La croyance est également alimentée par la tentation, chez certaines personnes souffrant de symptômes dépressifs, de se traiter elles-mêmes plutôt que de consulter un professionnel.
Mais peu de recherches
L’utilisation des «antidépresseurs naturels» est toutefois loin de faire consensus dans la communauté scientifique.
C’est que la plupart des produits de santé naturels n’ont pas été étudiés rigoureusement, soulignait en 2021 le NCCIH. Ceux qui l’ont été sont le millepertuis, les suppléments d’oméga-3, la S-adénosylméthionine (SAMe) et le safran. Il existe également quelques données sur le L-méthylfolate.
Le millepertuis: C’est l’un des produits de santé naturels les mieux documentés pour le traitement de la dépression, soulignaient en 2021 des chercheurs américains qui se sont intéressés aux traitements intégratifs pour soigner la dépression majeure. Il agirait directement sur les récepteurs de la sérotonine, ajoutaient en 2016 des chercheurs canadiens dans un article sur les directives cliniques pour le traitement de la dépression. Une méta-analyse réalisée aux États-Unis la même année a conclu que le millepertuis était supérieur au placebo pour soigner la dépression légère ou modérée et qu’il était aussi efficace que les antidépresseurs conventionnels. Selon les auteurs américains, on peut donc le considérer comme un remède de première ligne.
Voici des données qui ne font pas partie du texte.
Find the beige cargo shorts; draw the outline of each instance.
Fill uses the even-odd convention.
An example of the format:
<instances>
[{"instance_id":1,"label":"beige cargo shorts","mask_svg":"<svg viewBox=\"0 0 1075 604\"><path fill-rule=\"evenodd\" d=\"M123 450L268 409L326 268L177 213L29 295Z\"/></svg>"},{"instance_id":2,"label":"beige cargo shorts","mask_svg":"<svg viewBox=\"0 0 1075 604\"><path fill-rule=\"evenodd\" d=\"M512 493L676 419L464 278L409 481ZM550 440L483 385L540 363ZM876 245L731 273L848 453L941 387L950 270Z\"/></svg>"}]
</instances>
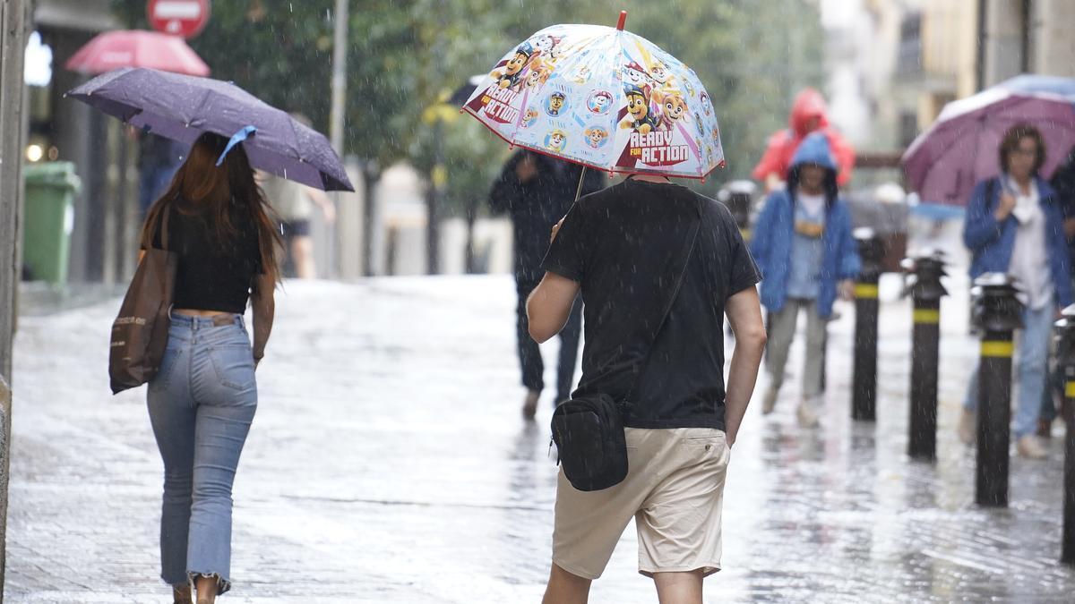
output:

Les oméga-3: Il s’agit d’acides gras polyinsaturés que le corps ne synthétise pas lui-même. Comme l’expliquaient en 2020 les auteurs d’une méta-analyse, ils influenceraient l’activité des neurotransmetteurs et le processus inflammatoire. Certaines études ont montré que les personnes avec une dépression majeure avaient des niveaux plus faibles d’oméga-3. Une autre méta-analyse réalisée en 2021 a toutefois conclu qu’il n’existait pas assez de données de qualité pour déterminer l’efficacité des suppléments d’oméga-3.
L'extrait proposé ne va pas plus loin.